グランプリ

フェスタVブエナを差し切った/宝塚記念
8番人気の伏兵ナカヤマフェスタ(牡4、二ノ宮)が直線鮮やかに差し切り、ブエナビスタを負かす番狂わせを演じた。柴田善臣騎手(43)は4年ぶりのG1勝利。和泉信一オーナーは1次登録している凱旋門賞(G1、芝2400メートル、10月3日=ロンシャン)挑戦を明言した。
アーネストリーとのたたき合いにブエナビスタが決着をつけた、その時だった。外からピンクの帽子がグングン迫る。ナカヤマフェスタだ。あん上が1発、2発と左ステッキを入れるたび前との差を詰め、女王を外から差し切った。「道中はすごくいい感じだった。前向きさも出たので何とかなるかなと。周りの馬を気にせず、自分の馬の力を信じていた」。柴田善は前回からコンビを組んだパートナーの強さに胸を張った。
デビュー2戦目に東スポ杯2歳Sを制し、極悪馬場のダービーで後方から追い込み4着に入る素質馬だった。が、昨秋のセントライト記念前から気難しさをあらわにし始めた。その1週前追い切りでは当時主戦だった蛯名騎手を振り落とし、前日輸送のある遠征競馬では自ら走るのをやめるようになってしまった。
今年初戦のメトロポリタンSを前に、陣営は気性面の対策を立てた。馬場入りを察知してゴネないよう、集中して走れる坂路追いに変更。引き運動では必ず調教担当の佐々木助手を背に堀内調教厩務員が引くことで落ち着くようになった。そして1週前からは栗東滞在もさせた。二ノ宮師は「どうしたら馬にストレスがかからないやり方があるか、みんなで決めた」。厩舎一丸になっての立て直し。「スタッフが馬と会話ができるようになった。ダービー後は難しい馬になってしまったが、前回勝ってからコミュニケーションが取れるようになった。結果はついてくるものだが過程が大事」と胸を張った。陣営の努力が結実した。
名付け親であり前オーナーだった和泉信子さん(享年55)は昨年、食道がんで亡くなった。引き継いだ父信一氏(83)は「ゴールの瞬間は驚いた。重馬場にもならなかったしね。きっと娘が後押ししてくれたんだと思う」としみじみ語る。天国で見守るオーナーの思い通り、競馬の祭典でフェスタはよみがえった。そして「勝っても負けても行こうと思っていた」と、1次登録のある凱旋門賞参戦を明言した。
二ノ宮師は「準備はしている。それも選択肢のひとつ」としながらも「馬主さんの思いを大事にしたい」と前向き。エルコンドルパサーで2着惜敗の借りを返しにいく。グランプリホースとなったナカヤマフェスタ。次は世界の祭典で驚かせる。

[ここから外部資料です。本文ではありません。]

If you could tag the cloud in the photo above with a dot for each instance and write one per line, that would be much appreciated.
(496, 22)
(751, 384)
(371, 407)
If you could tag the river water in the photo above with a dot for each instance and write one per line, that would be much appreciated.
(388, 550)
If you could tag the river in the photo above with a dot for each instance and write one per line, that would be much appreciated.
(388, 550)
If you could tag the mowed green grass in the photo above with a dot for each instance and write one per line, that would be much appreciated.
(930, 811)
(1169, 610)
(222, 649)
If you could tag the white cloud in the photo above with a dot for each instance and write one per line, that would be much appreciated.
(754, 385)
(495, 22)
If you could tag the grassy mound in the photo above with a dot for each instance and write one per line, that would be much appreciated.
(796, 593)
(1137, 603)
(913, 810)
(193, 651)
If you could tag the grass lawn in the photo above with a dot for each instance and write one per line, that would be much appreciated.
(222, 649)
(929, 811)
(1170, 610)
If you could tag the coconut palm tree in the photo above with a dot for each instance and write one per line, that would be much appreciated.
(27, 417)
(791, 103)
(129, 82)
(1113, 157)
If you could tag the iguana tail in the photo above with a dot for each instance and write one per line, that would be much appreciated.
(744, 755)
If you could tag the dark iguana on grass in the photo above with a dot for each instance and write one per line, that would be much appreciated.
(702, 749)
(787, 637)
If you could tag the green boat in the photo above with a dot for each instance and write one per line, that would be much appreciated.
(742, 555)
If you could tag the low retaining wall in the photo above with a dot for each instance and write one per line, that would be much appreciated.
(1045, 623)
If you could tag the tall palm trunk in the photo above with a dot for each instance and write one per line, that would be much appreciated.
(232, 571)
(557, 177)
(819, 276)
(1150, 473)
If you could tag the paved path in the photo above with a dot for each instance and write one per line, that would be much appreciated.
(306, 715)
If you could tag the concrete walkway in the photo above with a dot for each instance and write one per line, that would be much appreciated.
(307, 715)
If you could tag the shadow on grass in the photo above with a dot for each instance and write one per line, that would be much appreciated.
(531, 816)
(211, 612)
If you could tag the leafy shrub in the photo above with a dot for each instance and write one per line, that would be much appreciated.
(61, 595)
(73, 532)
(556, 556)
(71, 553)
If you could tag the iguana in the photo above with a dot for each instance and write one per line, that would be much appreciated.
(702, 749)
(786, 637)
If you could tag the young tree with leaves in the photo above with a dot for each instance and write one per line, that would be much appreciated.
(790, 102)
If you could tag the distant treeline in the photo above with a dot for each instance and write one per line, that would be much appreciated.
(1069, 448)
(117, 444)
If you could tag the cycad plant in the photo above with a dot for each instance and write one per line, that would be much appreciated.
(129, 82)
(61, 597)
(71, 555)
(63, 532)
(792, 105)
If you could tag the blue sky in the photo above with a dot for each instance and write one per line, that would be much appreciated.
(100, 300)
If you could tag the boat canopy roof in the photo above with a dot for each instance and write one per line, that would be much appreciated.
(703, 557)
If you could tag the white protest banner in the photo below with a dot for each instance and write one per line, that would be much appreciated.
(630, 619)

http://www.nikkansports.com/race/news/p-rc-tp0-20100628-646725.html

ブエナビスタを差して勝つ、ってのはすごいことです。

オーナー感激「娘が後押ししてくれた」
中山馬主協会最高顧問を務める和泉信一オーナー(83)は「夢だった」と言うG1初勝利に「いや、驚きました」と笑顔。「馬主の中で私が一番古いんじゃないですか。国営時代の昭和24年から馬を持っていますから」。昨年、同じく馬主で宝塚歌劇の大ファンだったという娘の信子さん(享年55)を病気で亡くしており「娘が後押ししてくれたんだと思います」と話した。

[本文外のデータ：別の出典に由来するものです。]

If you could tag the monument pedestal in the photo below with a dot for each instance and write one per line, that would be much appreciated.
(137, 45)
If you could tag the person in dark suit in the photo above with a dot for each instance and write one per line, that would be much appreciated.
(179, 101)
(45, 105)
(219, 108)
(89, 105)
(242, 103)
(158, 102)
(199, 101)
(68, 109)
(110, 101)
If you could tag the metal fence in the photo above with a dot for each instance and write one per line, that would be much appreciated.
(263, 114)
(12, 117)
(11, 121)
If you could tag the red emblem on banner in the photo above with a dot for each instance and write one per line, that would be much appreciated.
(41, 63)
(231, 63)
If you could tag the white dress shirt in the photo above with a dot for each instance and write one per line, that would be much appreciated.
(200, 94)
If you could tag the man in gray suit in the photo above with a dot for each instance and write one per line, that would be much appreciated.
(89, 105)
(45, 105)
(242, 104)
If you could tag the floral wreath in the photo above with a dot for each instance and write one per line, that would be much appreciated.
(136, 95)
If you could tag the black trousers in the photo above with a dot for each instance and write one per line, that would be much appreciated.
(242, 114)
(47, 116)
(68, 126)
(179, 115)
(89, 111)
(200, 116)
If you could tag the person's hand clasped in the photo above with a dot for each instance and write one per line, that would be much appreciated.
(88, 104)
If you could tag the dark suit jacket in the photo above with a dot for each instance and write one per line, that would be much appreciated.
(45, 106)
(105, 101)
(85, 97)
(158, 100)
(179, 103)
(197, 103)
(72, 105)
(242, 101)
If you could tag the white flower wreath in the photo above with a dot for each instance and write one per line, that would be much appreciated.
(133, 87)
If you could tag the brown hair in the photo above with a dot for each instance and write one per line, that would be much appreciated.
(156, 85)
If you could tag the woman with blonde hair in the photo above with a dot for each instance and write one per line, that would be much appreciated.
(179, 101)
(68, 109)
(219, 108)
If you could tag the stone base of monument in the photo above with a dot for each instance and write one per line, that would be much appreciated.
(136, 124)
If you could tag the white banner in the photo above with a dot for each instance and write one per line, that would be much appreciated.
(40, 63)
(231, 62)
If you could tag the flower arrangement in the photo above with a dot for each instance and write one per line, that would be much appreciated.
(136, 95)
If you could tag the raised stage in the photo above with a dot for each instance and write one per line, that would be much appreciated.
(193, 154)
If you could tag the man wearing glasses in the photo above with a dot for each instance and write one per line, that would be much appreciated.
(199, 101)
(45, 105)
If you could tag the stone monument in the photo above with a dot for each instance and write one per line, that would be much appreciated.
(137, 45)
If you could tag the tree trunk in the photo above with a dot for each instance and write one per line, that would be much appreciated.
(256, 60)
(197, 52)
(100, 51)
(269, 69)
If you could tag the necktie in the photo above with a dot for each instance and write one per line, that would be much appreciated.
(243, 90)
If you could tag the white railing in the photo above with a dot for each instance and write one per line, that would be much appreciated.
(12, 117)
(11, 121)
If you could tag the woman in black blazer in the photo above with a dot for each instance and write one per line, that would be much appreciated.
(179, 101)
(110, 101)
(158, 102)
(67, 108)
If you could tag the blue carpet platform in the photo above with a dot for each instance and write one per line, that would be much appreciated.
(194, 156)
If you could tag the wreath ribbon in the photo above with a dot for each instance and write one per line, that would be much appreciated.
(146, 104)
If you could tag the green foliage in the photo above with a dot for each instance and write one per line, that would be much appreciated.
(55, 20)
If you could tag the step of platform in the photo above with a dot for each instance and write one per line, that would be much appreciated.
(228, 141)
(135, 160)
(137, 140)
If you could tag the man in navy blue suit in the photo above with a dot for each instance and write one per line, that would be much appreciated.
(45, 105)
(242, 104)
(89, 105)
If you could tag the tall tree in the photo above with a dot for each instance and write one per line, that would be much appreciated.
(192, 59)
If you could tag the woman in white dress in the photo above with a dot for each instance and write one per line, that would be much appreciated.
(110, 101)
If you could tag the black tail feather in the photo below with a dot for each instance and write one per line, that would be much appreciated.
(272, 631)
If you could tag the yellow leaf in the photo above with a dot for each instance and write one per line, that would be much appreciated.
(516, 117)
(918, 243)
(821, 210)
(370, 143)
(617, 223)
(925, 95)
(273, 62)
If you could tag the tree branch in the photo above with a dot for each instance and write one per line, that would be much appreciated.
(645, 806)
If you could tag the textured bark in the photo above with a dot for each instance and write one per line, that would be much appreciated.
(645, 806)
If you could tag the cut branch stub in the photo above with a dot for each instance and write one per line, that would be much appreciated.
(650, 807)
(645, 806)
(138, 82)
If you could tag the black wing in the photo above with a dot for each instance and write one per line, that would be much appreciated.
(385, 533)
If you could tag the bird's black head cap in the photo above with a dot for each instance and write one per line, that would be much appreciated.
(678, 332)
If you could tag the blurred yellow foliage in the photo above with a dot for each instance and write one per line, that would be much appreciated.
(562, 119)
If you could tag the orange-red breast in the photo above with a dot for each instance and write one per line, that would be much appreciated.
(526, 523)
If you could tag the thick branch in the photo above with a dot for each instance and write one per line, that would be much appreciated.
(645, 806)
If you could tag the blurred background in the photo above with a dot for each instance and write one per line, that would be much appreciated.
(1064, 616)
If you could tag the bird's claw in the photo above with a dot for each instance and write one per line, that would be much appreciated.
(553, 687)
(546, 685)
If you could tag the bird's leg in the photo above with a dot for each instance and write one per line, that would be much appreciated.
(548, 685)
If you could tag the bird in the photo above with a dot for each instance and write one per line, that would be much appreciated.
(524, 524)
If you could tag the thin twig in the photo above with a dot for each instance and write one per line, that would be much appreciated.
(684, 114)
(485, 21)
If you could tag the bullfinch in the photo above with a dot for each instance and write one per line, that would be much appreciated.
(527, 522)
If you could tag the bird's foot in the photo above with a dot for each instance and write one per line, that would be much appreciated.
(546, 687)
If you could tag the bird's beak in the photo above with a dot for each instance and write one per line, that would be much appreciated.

http://www.sponichi.co.jp/gamble/news/2010/06/28/05.html

「本当に…」新井牧場、悲願の初V
ナカヤマフェスタを生産した新井牧場は悲願のG1初優勝。表彰台に上がった新井誠代表(50)は「直線に入るところで一瞬見失って。ゴール前、数十メートルのところで周りの人がフェスタの名前を呼んでいて本当に来たんだと…。G1制覇は初めて。牧場にいた時はおとなしい馬で手が掛からなかった。ちょっと信じられません。馬主さんにも喜んでいただき、本当に良かった」と感無量の表情だった。